Hello! We’re Isabelle and Antoine, a couple dreaming of being on the move and we’re seeking for the ride of our life. We bought a Ford Transit van, converted it to a campervan, sold our house and hit the road full-time to make our dream a reality. We are sharing this in hope of inspiring and helping others to follow their dreams too!

 

 

CHEERS!

 

 

6 comments

  1. Comment by Van Williams

    Van Williams Reply January 29, 2017 at 10:31 am

    Nicely Done!

    • Comment by Antoine

      Antoine Reply January 29, 2017 at 11:34 am

      Thanks! 🙂

  2. Comment by Andrew

    Andrew Reply April 14, 2017 at 10:24 am

    Hey Atoine,
    Perhaps this is in an upcoming blog post :). But I was curious how you affixed your ceiling and wood panel walls to the van? I noticed in several of your pictures you have what appears to be very thin wood furring. Would you mind sharing what material, and how it’s fixed to the van walls? I’m starting to frame out my walls and ceilings for future attachments still figuring out the best way. I have plus nuts installed all over the walls so far!
    Thanks for our thoughts!

    • Comment by Antoine

      Antoine Reply April 14, 2017 at 11:27 am

      Hi Andrew, we’re working on the blog post but here is the draft if that can help you:
      Frames

      The wood paneling is not attached directly to the van; it’s attached to frames that we first installed. We put frames every 2 feet or so, depending on what was possible. As usual, we did not use metal screws; we used Plusnut to attach the frames to the van walls. Not familiar with Plusnut? That’s fine, we made an article about them here!

      *pic and link to plusnut

       

      The frames are made from Baltic Birch Plywood; it is a high-quality plywood. For the same thickness as regular plywood, there are more layers and the material characteristics are more uniform.

      It was super important for us to maximize the living area, therefore we did not want to “overdesign” the frames. It made the fabrication of the frames & the installation of the paneling much more time consuming, but we’re very glad we did it.
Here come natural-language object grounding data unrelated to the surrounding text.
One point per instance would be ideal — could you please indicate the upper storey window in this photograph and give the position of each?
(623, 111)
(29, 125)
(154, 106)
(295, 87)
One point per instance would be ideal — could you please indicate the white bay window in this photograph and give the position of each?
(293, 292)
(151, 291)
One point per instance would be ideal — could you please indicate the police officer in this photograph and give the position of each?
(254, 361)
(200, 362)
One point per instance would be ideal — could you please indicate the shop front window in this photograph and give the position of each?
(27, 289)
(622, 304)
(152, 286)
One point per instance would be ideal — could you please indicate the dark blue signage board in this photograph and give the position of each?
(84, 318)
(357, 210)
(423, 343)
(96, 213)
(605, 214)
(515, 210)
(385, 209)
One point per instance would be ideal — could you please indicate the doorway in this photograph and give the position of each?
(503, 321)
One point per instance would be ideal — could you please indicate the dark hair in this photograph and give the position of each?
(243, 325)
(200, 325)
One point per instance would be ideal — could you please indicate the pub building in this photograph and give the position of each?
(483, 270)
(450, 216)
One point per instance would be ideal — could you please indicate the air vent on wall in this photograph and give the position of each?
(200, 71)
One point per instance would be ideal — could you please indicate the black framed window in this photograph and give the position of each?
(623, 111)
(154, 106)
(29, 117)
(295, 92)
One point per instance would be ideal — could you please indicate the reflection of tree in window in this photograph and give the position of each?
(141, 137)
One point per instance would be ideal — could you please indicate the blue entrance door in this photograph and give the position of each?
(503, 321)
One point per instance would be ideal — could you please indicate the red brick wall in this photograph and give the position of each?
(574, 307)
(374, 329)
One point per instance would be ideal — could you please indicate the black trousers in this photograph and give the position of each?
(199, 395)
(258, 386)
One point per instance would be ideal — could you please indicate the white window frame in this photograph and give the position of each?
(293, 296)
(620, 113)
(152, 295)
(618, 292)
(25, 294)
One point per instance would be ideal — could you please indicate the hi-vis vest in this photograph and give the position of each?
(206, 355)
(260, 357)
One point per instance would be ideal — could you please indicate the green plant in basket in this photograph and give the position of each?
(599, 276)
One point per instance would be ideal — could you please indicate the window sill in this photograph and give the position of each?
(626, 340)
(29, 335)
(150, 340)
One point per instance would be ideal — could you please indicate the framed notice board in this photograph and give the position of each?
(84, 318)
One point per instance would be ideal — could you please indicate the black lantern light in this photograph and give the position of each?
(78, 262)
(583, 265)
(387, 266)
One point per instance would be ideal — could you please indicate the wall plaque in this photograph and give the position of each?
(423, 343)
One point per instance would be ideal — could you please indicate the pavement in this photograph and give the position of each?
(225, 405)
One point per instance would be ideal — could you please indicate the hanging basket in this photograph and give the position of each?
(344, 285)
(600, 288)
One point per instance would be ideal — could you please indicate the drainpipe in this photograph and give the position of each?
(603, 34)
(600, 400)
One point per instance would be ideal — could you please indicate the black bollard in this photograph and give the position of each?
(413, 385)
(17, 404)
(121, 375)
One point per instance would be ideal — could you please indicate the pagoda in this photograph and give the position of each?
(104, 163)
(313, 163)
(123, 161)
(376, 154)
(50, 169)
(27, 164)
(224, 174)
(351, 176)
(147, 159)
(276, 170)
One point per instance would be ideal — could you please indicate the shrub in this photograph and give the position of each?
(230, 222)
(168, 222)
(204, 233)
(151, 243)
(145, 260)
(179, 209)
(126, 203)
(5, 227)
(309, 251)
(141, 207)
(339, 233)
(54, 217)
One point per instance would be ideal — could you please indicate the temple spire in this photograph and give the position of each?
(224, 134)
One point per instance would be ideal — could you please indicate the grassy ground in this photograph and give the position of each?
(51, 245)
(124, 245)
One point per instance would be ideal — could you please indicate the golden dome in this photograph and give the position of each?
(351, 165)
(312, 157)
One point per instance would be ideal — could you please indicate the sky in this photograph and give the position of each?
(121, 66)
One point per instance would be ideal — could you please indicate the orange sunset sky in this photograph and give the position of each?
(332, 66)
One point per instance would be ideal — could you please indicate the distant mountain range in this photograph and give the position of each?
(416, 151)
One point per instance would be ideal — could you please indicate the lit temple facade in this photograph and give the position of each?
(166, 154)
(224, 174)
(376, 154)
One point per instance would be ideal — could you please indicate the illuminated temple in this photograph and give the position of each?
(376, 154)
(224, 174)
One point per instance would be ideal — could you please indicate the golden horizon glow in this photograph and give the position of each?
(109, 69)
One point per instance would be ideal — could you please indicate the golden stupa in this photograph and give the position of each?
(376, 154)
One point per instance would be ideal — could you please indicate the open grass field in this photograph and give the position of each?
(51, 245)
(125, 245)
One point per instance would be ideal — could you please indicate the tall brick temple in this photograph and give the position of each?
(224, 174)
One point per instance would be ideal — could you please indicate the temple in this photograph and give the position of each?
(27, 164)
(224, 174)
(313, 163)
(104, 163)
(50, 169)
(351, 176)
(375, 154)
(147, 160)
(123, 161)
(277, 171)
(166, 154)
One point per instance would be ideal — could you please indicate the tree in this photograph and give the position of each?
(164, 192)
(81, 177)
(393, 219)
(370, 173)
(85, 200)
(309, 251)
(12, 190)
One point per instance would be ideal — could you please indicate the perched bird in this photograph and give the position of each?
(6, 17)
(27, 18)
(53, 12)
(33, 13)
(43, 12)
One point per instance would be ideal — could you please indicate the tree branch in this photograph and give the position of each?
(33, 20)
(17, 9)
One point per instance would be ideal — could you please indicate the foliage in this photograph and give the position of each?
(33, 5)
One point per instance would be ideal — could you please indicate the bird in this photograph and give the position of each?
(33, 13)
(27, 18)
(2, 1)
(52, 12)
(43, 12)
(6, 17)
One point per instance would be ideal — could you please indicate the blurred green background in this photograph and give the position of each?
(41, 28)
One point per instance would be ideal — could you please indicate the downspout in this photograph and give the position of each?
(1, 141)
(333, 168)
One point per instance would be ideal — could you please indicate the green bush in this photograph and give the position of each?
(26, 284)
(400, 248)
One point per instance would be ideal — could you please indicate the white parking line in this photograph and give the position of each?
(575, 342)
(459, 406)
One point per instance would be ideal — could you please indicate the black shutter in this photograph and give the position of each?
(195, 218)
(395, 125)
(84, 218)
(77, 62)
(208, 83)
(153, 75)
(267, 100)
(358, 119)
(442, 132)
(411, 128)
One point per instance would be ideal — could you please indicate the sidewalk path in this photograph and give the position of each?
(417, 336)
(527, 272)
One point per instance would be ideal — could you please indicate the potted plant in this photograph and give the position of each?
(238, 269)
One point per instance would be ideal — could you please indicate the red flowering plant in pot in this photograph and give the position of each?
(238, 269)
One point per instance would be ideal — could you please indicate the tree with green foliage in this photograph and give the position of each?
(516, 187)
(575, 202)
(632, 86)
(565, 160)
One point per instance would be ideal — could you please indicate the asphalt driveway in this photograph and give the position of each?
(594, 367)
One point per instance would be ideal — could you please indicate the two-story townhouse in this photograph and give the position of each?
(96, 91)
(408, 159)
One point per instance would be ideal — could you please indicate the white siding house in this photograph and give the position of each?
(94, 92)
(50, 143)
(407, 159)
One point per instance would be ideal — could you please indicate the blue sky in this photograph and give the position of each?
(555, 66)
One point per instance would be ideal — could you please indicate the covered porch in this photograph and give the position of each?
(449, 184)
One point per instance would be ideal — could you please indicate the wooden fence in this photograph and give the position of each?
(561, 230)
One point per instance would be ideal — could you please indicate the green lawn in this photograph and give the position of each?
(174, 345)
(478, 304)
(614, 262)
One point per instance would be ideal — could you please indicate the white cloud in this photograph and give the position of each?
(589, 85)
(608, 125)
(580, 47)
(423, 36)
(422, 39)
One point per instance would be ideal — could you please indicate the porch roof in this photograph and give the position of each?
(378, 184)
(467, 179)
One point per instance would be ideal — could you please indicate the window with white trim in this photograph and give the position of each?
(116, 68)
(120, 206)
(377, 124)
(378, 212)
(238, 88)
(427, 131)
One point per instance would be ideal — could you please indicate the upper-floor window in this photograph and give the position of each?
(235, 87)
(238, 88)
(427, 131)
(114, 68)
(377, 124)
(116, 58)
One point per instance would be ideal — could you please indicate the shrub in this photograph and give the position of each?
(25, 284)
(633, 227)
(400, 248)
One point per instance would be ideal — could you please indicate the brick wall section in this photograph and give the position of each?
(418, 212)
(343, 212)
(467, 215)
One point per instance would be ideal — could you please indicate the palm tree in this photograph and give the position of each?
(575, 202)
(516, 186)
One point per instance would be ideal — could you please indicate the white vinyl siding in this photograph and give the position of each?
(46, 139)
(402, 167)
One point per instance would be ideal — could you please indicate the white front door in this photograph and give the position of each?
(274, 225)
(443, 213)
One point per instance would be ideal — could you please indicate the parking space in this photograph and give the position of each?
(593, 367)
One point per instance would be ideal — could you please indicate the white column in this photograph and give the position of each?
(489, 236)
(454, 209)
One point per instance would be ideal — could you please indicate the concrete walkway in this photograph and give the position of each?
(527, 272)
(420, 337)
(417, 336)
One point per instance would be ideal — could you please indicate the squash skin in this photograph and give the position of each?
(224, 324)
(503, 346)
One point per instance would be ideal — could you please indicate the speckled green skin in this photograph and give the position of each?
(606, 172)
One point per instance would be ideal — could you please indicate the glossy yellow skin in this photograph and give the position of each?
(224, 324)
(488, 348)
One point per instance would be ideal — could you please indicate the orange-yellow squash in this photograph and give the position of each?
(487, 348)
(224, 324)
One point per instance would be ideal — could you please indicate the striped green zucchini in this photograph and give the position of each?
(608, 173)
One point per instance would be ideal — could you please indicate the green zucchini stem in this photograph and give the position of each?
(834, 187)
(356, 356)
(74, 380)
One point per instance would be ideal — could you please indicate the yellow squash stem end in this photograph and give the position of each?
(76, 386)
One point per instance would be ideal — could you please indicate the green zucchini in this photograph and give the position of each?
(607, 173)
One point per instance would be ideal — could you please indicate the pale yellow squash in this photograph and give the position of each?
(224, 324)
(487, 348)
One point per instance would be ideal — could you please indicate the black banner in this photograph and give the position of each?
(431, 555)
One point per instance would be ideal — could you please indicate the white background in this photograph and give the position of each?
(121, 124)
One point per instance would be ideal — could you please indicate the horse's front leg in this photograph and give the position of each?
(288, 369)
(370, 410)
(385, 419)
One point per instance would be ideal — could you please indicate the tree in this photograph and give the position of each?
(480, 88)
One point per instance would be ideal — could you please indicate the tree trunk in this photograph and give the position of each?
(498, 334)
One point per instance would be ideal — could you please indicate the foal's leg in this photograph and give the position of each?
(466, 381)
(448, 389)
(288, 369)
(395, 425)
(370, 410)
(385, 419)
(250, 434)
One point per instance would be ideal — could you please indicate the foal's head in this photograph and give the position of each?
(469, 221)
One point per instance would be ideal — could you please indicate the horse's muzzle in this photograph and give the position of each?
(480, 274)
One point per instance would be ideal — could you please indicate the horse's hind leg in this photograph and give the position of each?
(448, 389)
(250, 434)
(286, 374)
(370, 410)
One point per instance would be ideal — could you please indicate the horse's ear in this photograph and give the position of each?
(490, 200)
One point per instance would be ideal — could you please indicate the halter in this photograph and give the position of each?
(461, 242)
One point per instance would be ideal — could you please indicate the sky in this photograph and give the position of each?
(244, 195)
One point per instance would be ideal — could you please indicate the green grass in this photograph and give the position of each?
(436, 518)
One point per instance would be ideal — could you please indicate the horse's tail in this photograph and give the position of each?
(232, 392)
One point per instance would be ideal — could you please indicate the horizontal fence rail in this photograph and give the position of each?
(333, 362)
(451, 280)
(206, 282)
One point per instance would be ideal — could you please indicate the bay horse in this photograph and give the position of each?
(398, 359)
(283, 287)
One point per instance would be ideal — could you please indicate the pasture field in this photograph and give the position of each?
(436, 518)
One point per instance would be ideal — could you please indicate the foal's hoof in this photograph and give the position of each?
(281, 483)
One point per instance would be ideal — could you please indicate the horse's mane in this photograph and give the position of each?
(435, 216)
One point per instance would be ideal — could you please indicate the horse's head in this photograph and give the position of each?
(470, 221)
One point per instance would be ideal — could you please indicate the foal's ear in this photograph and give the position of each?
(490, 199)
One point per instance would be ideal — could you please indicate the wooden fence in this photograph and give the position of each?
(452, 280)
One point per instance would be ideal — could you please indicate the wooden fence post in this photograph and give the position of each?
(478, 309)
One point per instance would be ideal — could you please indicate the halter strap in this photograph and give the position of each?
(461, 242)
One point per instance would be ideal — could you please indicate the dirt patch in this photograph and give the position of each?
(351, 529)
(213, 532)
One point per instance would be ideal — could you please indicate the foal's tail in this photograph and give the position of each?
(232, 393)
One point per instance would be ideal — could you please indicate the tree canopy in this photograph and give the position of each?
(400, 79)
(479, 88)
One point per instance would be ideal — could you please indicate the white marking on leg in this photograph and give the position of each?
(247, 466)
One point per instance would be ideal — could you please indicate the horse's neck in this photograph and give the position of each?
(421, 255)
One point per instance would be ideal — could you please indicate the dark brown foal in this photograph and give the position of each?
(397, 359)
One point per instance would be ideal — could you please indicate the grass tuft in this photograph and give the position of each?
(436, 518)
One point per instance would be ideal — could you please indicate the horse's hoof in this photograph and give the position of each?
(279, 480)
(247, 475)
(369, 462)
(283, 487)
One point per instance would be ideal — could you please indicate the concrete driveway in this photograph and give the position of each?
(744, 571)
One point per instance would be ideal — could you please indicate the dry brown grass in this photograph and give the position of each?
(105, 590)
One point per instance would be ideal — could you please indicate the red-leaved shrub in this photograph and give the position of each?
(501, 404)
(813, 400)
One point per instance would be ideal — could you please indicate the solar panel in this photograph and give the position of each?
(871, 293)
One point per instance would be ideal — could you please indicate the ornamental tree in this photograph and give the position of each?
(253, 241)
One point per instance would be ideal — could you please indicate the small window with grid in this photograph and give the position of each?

      The frames are generally 4” wide.  We used ½” thickness plywood for the ceiling, 3/8” thickness plywood for almost-flat surfaces of the walls and ¼” thickness* plywood where we wanted the paneling to conform to the van curvatures.

      *Time for a disclaimer! ¼” Baltic birch plywood is THIN! Will it withstand the test of time? We think so, but if you choose the do the same, do it at your own risks! ¼” “regular” plywood is probably not strong enough (it will probably crack at screw locations). If you’re using the van as a cargo or if you plan on attaching heavy stuff to the wall, ¼” is probably not strong enough.

       

       

      • Comment by Antoine

        Antoine Reply April 14, 2017 at 11:29 am

        Hope that helps! Sorry no pic for now; we’re on the road with limited data access for the Easter long weekend 🙂

  3. Comment by Andrew

    Andrew Reply April 14, 2017 at 12:20 pm

    Thanks!! Look fwd to the blog post! Enjoy your weekend!